Judge: Shirley K. Watkins, Case: 20VECV00369, Date: 2023-04-07 Tentative Ruling

If ALL parties submit on the tentative, then no appearance is necessary unless some other matter (i.e., Case Management Conference) is on calendar. It is not necessary to call the court to request oral argument. Oral argument is permitted on all tentative rulings.


Case Number: 20VECV00369    Hearing Date: April 7, 2023    Dept: T

 

RICHARD WALKER,

 

                        Plaintiff,

 

            vs.

 

HYUNDAI MOTOR AMERICA, et al.,

 

                        Defendants.

 

CASE NO: 20VECV00369

 

[TENTATIVE] ORDER RE:

MOTION FOR ATTORNEYS’ FEES

 

Dept. T

8:30 a.m.

April 7, 2023

 

 

 

 

            [TENTATIVE] ORDER:  Plaintiff Richard Walker’s Motion for Attorneys’ Fees is GRANTED in Part.  Plaintiff Richard Walker’s attorneys’ fees is reduced to $49,543.50. 

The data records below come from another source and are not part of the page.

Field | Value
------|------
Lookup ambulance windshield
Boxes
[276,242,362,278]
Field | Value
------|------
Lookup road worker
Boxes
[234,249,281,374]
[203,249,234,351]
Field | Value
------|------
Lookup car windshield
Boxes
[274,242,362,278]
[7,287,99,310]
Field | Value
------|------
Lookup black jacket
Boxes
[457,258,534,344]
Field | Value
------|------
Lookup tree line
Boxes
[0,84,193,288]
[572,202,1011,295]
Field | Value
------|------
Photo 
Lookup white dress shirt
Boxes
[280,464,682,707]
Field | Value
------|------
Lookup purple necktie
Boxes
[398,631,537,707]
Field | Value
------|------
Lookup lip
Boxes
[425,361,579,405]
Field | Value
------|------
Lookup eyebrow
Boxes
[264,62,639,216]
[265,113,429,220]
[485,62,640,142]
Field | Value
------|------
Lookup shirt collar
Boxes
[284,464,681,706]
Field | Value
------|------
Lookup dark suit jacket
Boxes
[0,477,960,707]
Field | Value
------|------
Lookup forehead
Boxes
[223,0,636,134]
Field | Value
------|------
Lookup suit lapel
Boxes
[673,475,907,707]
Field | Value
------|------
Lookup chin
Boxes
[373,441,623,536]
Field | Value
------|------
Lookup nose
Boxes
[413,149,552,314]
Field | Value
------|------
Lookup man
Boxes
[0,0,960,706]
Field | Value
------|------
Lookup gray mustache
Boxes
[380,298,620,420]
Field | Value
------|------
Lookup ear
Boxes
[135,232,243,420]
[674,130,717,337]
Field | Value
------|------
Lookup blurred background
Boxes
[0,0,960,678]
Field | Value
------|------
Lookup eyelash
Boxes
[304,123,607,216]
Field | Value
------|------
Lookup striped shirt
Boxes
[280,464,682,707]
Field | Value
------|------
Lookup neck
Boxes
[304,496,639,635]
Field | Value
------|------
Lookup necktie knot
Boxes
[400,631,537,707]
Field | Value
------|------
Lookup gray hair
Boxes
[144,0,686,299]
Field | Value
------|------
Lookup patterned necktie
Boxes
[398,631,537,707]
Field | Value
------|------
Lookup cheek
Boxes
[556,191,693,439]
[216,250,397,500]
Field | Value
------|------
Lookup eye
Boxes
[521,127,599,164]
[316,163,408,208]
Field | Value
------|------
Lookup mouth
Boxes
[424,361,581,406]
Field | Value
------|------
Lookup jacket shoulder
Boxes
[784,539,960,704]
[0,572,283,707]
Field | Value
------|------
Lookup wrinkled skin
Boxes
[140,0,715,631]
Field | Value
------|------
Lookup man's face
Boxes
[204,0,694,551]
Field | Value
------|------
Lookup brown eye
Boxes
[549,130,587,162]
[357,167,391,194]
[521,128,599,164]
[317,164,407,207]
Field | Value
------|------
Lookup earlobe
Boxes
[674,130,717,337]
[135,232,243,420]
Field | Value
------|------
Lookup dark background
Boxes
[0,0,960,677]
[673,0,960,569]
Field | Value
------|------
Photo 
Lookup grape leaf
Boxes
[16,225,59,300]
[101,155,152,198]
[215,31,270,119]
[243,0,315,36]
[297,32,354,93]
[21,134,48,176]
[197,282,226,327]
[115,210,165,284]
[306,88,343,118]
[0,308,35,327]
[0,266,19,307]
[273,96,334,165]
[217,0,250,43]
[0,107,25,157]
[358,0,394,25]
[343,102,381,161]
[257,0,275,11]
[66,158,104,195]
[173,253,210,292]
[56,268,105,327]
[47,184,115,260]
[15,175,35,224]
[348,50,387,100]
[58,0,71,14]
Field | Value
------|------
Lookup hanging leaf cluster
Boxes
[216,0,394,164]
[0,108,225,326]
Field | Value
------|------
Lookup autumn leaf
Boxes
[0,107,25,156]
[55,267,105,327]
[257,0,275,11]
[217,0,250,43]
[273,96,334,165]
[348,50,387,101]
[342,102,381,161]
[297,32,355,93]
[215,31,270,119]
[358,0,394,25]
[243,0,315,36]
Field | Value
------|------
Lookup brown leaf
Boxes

Plaintiff Richard Walker’s Request for Judicial Notice is GRANTED only as to the existence of the orders and not as to the facts in dispute.

 

Introduction

            Plaintiff Richard Walker (Plaintiff) moved for $71,683.50 in attorneys’ fees against Defendant Hyundai Motor America (Defendant.)   

            Procedure

            Plaintiff requested judicial notice of other Court orders related to attorney fees in other lemon law actions.  However, the Court’s rulings as to what was deemed to be a reasonable rate for attorneys’ fees in those cases are presented to support a disputed fact in the instant action.  The parties disagreed as to the issue of the reasonable rate for the instant action.  Because there is a dispute on the reasonable rate applicable in the instant action, the Court does not take judicial notice of the Court’s findings in the other lemon law cases.  The Court only takes judicial notice as to the existence of those orders and notes the hourly rates which were approved.  Plaintiff’s request for judicial notice is GRANTED as to the existence of the orders but not as to any hearsay or facts in dispute.  The court cannot say on what those courts based their determinations of reasonable hourly rates although the Court can see the range of hourly rates.  Even without those figures, this Court has substantial experience in reviewing motions for attorney fees and can use that experience to calculate reasonable rates.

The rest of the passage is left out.